That flaming trash barrel across from Rittenhouse Square? It’s just a new food store with Italian Market roots.
Venditore, a new concept at 1845 Walnut St. from Giordano Garden Groceries, meshes the company's wholesale and retail sides.
The gritty vibes of the Italian Market, with its crates of colorful produce next to a rusted, flaming trash barrel, have been brought uptown to tony Rittenhouse Square.
Venditore by Giordano, which opened last week on the ground floor of the office building at 1845 Walnut St., is a produce market and grocery store with pantry items, juices, açai bowls, made-to-order salads and sandwiches, goods from local bakeries Sarcone, Cacia, Aversa, and Merzbacher, and bottled wines, beers from Human Robot, and canned cocktails from Top Dog.
This winter, Venditore will expand into the building’s lobby with an open kitchen to allow chef collaborations and demonstrations.
Venditore, and its Italian Market connection, is Marcello Giordano, 50, whose family has been in the produce business since 1921, when his great-grandparents, Paul and Frances Giordano, opened their landmark stands and store at Ninth Street and Washington Avenue.
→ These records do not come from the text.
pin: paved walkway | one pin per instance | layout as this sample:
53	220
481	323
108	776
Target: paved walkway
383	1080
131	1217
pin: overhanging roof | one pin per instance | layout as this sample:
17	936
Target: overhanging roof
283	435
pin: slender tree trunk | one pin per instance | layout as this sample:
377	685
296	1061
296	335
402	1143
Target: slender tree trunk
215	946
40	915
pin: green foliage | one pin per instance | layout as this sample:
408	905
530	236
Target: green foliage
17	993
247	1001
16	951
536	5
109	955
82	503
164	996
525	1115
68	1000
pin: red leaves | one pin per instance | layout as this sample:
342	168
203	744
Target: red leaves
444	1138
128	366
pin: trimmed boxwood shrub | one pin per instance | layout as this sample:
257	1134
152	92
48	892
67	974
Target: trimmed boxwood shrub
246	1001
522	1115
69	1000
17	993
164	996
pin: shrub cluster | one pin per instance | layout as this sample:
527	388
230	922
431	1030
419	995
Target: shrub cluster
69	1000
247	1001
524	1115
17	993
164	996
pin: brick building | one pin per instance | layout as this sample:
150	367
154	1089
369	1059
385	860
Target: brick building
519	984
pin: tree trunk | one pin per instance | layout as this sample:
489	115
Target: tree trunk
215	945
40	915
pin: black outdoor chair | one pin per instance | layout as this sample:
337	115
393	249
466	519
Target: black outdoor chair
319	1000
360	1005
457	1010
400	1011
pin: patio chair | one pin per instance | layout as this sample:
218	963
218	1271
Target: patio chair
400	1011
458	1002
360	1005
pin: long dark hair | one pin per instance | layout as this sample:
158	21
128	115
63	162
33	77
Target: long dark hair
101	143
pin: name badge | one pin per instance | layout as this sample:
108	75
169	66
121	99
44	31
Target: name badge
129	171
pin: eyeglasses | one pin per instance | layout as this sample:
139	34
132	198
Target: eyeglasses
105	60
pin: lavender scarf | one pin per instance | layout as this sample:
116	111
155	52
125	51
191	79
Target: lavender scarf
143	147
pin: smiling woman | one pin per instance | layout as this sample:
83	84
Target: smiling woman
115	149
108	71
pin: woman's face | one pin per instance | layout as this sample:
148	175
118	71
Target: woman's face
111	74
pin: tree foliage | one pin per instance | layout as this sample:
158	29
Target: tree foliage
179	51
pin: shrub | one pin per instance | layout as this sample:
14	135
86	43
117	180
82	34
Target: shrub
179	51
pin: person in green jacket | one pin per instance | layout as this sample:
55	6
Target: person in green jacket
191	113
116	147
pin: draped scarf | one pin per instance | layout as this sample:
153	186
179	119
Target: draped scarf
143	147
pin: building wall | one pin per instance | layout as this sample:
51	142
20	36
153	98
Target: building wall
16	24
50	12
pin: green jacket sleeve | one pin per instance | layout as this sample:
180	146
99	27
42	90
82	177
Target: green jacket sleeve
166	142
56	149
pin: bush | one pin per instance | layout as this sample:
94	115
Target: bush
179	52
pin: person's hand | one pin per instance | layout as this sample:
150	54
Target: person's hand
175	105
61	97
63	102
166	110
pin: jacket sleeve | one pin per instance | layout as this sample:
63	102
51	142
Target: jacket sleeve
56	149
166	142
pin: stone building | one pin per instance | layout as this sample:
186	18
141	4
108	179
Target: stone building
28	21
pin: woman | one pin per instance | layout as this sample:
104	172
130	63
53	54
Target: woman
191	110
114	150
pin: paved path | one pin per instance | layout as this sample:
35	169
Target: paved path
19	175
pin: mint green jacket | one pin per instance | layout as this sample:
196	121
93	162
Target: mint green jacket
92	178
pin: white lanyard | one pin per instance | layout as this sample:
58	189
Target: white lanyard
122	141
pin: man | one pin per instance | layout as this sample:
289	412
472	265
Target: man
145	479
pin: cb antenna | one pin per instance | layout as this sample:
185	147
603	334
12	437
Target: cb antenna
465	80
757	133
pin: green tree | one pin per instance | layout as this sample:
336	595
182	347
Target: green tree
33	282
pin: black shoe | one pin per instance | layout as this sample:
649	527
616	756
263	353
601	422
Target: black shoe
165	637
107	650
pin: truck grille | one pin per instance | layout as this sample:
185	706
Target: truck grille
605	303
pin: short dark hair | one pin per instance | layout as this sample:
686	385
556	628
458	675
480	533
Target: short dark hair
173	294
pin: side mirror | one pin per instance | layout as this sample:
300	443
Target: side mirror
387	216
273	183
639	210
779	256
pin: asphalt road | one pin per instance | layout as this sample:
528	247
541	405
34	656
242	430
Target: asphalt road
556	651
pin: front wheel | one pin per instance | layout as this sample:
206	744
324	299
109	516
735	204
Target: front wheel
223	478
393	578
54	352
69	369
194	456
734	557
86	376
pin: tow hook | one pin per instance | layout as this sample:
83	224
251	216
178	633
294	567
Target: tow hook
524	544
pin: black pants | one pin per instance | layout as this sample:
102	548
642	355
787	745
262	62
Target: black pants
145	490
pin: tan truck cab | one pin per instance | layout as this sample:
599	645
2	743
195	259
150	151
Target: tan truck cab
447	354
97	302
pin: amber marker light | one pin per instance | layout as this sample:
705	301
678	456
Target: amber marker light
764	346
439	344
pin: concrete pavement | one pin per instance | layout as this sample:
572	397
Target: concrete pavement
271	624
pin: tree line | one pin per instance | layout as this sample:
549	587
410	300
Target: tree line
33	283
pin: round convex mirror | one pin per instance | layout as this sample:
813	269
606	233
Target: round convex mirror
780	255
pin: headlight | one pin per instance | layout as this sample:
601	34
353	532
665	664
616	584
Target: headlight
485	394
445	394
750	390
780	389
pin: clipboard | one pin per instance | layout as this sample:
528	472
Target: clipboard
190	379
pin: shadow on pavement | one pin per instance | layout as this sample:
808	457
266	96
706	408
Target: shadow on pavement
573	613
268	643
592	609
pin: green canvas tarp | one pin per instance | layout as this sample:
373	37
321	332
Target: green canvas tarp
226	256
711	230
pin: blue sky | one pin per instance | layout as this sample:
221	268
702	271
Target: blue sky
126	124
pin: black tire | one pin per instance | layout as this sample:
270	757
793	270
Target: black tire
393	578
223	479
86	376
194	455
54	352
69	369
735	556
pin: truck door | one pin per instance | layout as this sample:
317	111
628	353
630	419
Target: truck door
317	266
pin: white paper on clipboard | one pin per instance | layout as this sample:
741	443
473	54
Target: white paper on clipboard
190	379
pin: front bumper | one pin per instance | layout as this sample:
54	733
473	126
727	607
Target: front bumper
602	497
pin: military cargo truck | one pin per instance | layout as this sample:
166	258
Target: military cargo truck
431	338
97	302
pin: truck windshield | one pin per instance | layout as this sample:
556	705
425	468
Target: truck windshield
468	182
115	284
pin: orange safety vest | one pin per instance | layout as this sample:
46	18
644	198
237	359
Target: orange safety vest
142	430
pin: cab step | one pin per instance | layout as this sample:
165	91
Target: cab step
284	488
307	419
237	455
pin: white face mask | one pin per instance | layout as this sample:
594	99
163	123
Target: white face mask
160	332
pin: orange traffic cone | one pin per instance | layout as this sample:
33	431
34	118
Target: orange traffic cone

His cousins run them now.
The flaming trash barrel on Walnut Street was set up to burn propane and is just for show. “I won’t burn any boxes in it,” Giordano said, pausing to add, “hopefully.”
Giordano, who had been in the retail trade all his life with his parents, Joe and Marlene, flipped to wholesale 12 years ago, supplying restaurants and institutions from a warehouse on Front Street in Pennsport. He also has a 105-acre blueberry farm in South Jersey.
On March 17, 2020, when COVID-19 shuttered his restaurant and catering clients, Giordano began offering grocery boxes to his neighbors and partnered with such nonprofits as MANNA, Philabundance, We Are Philly, Puentes de Salud, and the Garces Foundation.
Within a month, he said, the company was selling 2,000 retail boxes. The boxes have remained popular as the wholesale business returned.
Venditore will allow Giordano to straddle his two constituencies. Take the popular restaurant Parc, just across Rittenhouse Square. “Let’s say they run out of something,” Giordano said. “They can run over and pick it up here.”
The future demo kitchen, in turn, would be open to his chef customers, and even retail customers who might want to test recipes and concepts with Venditore chefs Lynda Murtha and Brianna Mirarchi, as well as manager Barb Stefani.
“I hear this all the time,” Giordano said. “‘My aunt’s cousin’s niece has this recipe.’ This is a place where people are going to be able to share those recipes, whether you’re a professional chef or you want to just make something that reminds you of your grandmother. You can come in and sit with our chefs when we have our kitchen here, and they’ll help rebuild an old recipe. Everybody has a story like that, and that’s where this is all going to come together.”
Giordano is also collaborating with Rittenhouse Row, the neighborhood’s marketing organization, to introduce forgotten neighborhood favorites, such as carrot cake inspired by the late Commissary.
How Venditore will work
Venditore is self-service, but soon will offer a more old-fashioned produce ordering style that Giordano says streamlines the process. Customers will walk in, see what’s available, and order either on a kiosk or directly through an employee (hence, venditore), who will assemble the items and have them ready in moments. The Giordano boxes also will be available for pickup or delivery for orders placed within 10 blocks of the square.
Venditore is directly across Walnut Street from the Rittenhouse Square Farmer’s Market, which operates Tuesdays and Saturdays.
Giordano said Venditore would “enhance” the shopping experience in the neighborhood.
“My grandfather said competition keeps you honest and hungry,” he said, saying that while his produce would be priced affordably, “I won’t lowball. They will have some products that we don’t have, and if [the farmers] have products [that Venditore needs], they can sell us stuff.”
How Venditore came to Rittenhouse
Giordano said he was preparing a storefront in Manayunk as its first location. He was discussing the idea with a friend during a meeting of the Pennsylvania Restaurant and Lodging Association when Allan Domb, the former city councilmember, restaurant investor, and real estate magnate, overheard him.
Domb suggested that he consider a partnership that would include the ground-floor space at 1845 Walnut St., which had been vacant since the coffee shop Joe closed in late 2019. Domb’s offer swayed Giordano, who previously operated autonomously.
Giordano said the Manayunk location, at 4412-20 Main St., would be next, opening in spring 2023, followed by Venditore locations in other neighborhoods.
Rittenhouse Row, meanwhile, is expressing optimism for the area, which was battered both during the pandemic and the civil unrest in May and June 2020.
Though the Barnes & Noble store two doors away will be closing soon pending a move nearby to Chestnut Street, the nonprofit group said it counts 47 new stores scheduled to open in the neighborhood in the coming months, 26 of which are on Walnut Street.